The Associated Press was brutally honest: “McCain stops cancer treatment as remarkable life nears end”, the second sentence of which notes that “It’s a likely indication that the war hero, presidential nominee and longtime leading lawmaker is nearing the end of his life.” Of course it is—we all know that. But for some weird reason no American TV report I saw said as much.

I think that honesty is almost always best. It’s why I always say “died” instead of euphemisms (“passed”, “passed on”, “passed away”, etc, etc, etc). Death is inevitable for all of us, and I cannot see what benefit any of us get from pretending that’s not the case.

Some think that being vague is somehow “comforting” to the family. Seriously?! Do they really think that the family doesn’t know what’s happening or that they’re in denial? And, to be blunt, what makes anyone so arrogant as to think that the family will even be watching every single news show at a time like that? I wouldn’t be, and I don’t know anyone who would.

The newsmedia’s weird squeamishness about speaking honestly is most likely to make themselves feel better, as if by avoiding the topic of the nearing death of someone famous they don’t need to look at how they have handled that person in life. Then, when they do die, they can completely ignore all that to engage is soft-focus remembrances of someone they may not have been kind to in life.

Maybe I’m wrong. Maybe this is all about newsmedia outlets just being as weird about death as ordinary people can be. Maybe they don’t like being reminded of their own mortality. I can appreciate that because I don’t really want to be reminded, either. But death is inevitable, and I think we should face it openly and sincerely (bravery is entirely optional). When someone famous is entering their final journey, we should be honest about saying so.

When someone famous dies, beloved or despised, there will be plenty of time to talk about the totality of their life, though most newsmedia won’t do so—another lack of honesty (a topic in itself). So, we don’t need to get into the complexity of our reactions to people at a time like this.

What I think is this: Whenever a life ebbs away, it’s a sad thing for their family, friends and loved ones, and it’s okay to acknowledge that regardless of our personal feelings about the person. But it’s also important to acknowledge that the life is waning.

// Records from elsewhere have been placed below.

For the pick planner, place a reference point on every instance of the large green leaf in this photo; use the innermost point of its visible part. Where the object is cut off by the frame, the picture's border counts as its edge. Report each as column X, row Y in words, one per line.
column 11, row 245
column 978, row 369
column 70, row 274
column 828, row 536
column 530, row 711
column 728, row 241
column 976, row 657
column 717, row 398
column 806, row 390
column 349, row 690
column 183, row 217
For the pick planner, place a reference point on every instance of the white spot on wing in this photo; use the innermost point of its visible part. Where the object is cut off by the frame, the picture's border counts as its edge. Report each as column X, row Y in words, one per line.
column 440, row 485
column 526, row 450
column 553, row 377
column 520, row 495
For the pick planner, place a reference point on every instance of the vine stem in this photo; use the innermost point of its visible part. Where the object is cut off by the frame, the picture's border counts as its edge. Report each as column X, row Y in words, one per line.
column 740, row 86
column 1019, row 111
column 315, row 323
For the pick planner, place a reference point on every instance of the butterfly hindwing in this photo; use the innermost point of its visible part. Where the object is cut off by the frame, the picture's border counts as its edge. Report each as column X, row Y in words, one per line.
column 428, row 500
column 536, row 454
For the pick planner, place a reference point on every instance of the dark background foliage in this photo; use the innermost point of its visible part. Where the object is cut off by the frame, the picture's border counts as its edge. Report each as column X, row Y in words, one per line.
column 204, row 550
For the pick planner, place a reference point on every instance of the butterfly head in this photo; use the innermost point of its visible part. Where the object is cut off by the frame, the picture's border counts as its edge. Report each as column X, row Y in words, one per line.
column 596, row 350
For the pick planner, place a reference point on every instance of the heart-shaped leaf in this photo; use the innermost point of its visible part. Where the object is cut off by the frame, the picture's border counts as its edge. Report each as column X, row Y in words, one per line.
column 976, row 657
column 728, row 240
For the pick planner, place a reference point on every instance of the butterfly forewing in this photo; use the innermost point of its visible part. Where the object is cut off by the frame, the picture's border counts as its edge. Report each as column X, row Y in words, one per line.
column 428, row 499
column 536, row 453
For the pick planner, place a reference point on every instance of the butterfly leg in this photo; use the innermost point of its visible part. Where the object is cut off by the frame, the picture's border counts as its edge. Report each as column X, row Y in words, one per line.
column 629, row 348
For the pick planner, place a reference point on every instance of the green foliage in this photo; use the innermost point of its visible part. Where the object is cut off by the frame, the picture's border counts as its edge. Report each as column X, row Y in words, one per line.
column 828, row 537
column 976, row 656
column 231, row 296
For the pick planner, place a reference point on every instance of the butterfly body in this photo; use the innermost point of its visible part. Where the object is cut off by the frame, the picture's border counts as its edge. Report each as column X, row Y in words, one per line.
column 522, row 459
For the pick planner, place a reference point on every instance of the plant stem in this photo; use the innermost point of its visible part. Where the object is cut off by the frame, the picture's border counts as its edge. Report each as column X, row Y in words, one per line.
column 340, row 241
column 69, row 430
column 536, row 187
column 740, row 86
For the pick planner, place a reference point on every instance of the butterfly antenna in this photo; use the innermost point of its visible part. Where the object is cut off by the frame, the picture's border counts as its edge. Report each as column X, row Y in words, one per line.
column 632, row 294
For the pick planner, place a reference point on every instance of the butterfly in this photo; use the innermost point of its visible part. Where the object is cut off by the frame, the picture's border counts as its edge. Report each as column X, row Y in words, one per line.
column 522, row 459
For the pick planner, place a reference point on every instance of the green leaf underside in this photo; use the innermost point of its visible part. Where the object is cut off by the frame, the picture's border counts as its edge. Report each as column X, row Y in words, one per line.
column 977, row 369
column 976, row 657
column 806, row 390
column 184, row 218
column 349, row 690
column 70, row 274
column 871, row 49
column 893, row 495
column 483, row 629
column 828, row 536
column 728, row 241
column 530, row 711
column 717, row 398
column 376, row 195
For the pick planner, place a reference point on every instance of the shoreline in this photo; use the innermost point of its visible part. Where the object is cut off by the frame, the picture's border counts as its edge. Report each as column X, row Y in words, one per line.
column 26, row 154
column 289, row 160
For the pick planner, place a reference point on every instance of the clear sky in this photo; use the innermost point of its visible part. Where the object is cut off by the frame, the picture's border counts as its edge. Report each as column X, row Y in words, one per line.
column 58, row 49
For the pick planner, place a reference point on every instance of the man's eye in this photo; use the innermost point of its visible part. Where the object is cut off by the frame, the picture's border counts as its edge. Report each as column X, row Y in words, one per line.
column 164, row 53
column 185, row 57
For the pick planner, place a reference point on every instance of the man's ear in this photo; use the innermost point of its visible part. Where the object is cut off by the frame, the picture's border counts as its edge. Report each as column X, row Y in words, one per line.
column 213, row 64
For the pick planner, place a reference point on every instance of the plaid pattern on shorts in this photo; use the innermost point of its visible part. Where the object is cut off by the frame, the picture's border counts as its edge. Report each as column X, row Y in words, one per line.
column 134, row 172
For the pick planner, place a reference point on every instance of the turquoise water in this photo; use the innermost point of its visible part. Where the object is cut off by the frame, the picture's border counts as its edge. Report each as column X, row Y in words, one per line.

I was said to hear about Senator McCain, though in no way surprised. I hope that he and his loved ones have great quality time together before the end, and that his death is painless and as easy as possible for them all. Isn’t that what we’d all wish for ourselves—if we’re honest?


rogerogreen said...

I suppose I've become more sympathetic to "passed away" when I saw my mother die in 2011. She was alive then she passed on to being dead. The euphemisms just don't bother me as they used to.

Arthur Schenck (AmeriNZ) said...

My complaint isn't so much with what individuals choose to say, especially because sometimes it's cultural. My complaint is with the newsmedia, which always does this sort of thing.

rogerogreen said...

In this case, the question is moot: http://www.latimes.com/politics/la-me-john-mccain-20180825-story.html

Arthur Schenck (AmeriNZ) said...

Yes. We were out at lunch with Nigel's mum when we got news alerts on our phones.